Single-threaded saturation

One worker can only do one thing at a time — when arrivals outpace its service rate, the queue backs up without bound.

The idea

A single-threaded event loop or worker — a Node.js process, a Redis server, one CPU draining a queue — handles tasks strictly one at a time. While its throughput stays ahead of the arrival rate, the queue stays short and waits stay flat.

The moment a slow or blocking task appears, or arrivals climb past the one-task-per-tick service rate, utilization presses toward 100%. Queueing theory is unforgiving here: as utilization approaches 1, the expected wait runs off toward infinity. One slow task head-of-line blocks everyone behind it. And piling more requests onto an already-saturated thread does not help — you can only shed load, make the task faster, or parallelize across more workers.

See it work

Press play to watch one worker drain its queue.

How it works

A single consumer pulls one task off the front of a FIFO queue and runs it to completion before touching the next. There is no second worker to overlap with, so the time spent inside process() is time the loop cannot accept or advance anything else.

queue = FIFO()        # tasks waiting their turn

while True:
    task = queue.pop_front()   # take the oldest waiter
    process(task)              # run it to completion — ONE at a time
    # nothing else happens until process() returns.
    # if process() blocks (slow I/O, heavy CPU), the
    # whole loop stalls and every queued task waits.

# steady state: if arrival_rate > service_rate, the
# queue grows without bound. utilization → 1 ⇒ wait → ∞.

Trade-offs

Aspect	Cost	Signal to watch
Throughput ceiling	Hard cap at `1 / mean service time` — one thread, no overlap	Completed-per-second flattening while arrivals keep rising
Latency under load	Grows unboundedly once utilization passes roughly 80%	p99 wait climbing far faster than the mean
Head-of-line blocking	One slow task stalls every task behind it, fast or not	Queue age spiking while a single task runs long
Simplicity	No locks, no races — one task's state at a time, easy to reason about	Tempting to lean on it past the point it can keep up
Mitigations	Shed load, parallelize, shard the queue, or offload CPU work off the loop	Queue depth still rising after you "added capacity" the wrong way

Watch out for

Running near 100% utilization "to be efficient" — you leave no headroom, so the first burst makes the queue explode.
A single blocking or CPU-heavy call (a sync hash, a big JSON parse) freezing the whole event loop while it runs.
Unbounded queues that hide the problem: latency creeps up silently until memory runs out and the process is killed.
Assuming retries help — re-sending work to a saturated thread adds arrivals and makes saturation worse, not better.
Not measuring queue depth.
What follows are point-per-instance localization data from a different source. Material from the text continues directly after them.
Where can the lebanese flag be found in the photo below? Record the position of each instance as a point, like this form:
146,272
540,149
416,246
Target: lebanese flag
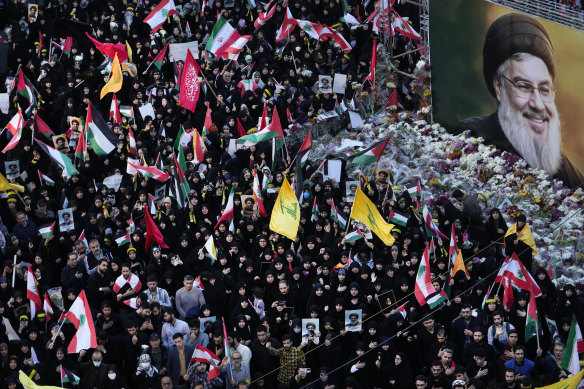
158,16
257,193
228,211
198,147
265,16
424,291
288,25
134,282
150,172
111,49
222,36
205,355
80,316
189,83
371,76
520,278
115,110
153,234
16,124
32,292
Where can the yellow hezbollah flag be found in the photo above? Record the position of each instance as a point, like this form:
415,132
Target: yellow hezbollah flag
27,383
364,211
524,235
286,213
116,79
568,383
5,185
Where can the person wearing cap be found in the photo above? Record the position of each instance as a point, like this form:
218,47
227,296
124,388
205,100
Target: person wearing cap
519,69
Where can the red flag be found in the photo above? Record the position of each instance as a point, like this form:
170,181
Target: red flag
153,234
189,84
110,49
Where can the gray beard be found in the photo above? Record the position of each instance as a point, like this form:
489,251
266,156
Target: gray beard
547,154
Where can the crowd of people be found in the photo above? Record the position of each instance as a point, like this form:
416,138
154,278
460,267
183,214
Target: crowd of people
316,312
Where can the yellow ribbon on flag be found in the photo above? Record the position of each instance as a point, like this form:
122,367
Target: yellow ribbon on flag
116,79
286,213
364,211
526,236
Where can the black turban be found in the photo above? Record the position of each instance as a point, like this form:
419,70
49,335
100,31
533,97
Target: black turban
515,33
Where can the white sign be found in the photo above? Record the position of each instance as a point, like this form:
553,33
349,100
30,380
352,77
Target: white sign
178,51
113,181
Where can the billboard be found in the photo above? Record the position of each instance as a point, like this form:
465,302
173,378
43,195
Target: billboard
514,79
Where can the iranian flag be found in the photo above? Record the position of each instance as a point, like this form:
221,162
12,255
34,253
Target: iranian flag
228,211
257,193
246,85
397,218
371,154
574,346
32,292
304,150
158,16
222,36
424,291
198,148
15,125
124,239
133,280
189,83
59,158
80,316
67,377
288,25
160,57
115,114
205,355
48,308
47,232
516,272
150,172
102,138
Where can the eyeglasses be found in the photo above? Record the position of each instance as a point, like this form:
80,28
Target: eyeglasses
525,90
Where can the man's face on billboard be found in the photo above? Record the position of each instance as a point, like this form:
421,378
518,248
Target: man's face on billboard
527,110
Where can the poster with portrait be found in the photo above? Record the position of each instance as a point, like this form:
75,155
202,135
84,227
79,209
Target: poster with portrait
325,84
353,319
351,190
513,79
66,222
12,169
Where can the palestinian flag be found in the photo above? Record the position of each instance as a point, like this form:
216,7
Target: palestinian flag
115,113
205,355
102,139
124,239
47,232
371,154
160,56
26,91
42,127
67,377
80,316
396,218
222,36
158,16
59,158
304,151
150,172
133,281
424,291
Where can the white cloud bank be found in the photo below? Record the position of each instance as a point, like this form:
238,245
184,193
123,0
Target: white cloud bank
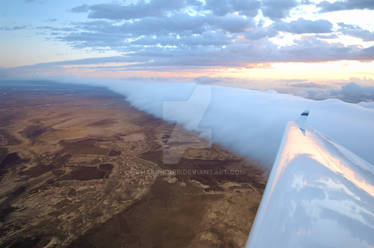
250,122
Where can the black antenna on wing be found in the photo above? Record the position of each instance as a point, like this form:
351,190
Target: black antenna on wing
301,121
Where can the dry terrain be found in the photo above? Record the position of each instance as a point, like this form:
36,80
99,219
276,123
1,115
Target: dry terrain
80,167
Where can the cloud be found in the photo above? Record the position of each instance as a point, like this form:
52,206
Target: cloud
351,92
255,130
308,85
346,5
140,9
12,28
356,31
302,26
277,9
81,8
223,7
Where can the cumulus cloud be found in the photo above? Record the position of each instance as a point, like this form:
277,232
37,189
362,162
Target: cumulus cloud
327,6
223,7
251,122
302,26
12,28
277,9
356,31
351,92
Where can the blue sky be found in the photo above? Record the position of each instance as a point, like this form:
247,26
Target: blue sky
259,39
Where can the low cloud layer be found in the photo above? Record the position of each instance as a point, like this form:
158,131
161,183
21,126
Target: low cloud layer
250,122
351,92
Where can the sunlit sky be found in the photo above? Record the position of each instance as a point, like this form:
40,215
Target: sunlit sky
312,40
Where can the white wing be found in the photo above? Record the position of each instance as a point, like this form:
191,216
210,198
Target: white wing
318,194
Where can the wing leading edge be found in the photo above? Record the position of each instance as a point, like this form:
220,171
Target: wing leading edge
318,194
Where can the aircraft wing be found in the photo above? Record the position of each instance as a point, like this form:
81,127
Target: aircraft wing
318,194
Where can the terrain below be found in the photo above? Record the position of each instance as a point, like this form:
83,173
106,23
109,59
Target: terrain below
80,167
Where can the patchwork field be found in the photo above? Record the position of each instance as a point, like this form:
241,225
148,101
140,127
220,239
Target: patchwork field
80,167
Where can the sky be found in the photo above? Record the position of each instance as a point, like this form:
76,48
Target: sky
309,41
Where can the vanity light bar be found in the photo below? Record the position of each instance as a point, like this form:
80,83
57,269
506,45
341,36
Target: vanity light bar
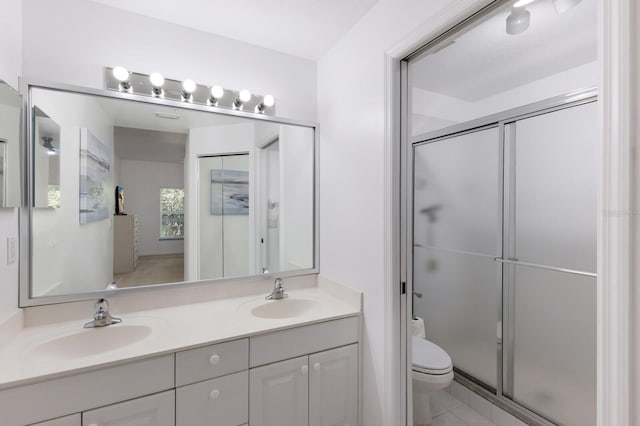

Without it you only notice saturation once users feel the latency.

Worked example

Say one worker handles 1000 req/s on average — its mean service time is 1 ms, so its throughput ceiling is exactly 1000/s. At 950 req/s utilization is 95%: the queue is non-empty but bounded, and waits are noticeable but stable. At 1000 req/s you are at 100% — the worker never idles, has zero slack, and any jitter or one slow task pushes the queue up with no chance to recover. At 1050 req/s arrivals beat service by 5%: every second adds ~50 net tasks the worker can never claw back, so the queue grows linearly without bound and head-of-line latency runs away — exactly the runaway you see in the animation once arrivals cross one per tick.

Check yourself

1. Arrivals exceed the service rate by 5% and stay there. What does the steady-state queue length do?

2. One worker is already saturated. You send it twice as many requests. What happens to latency?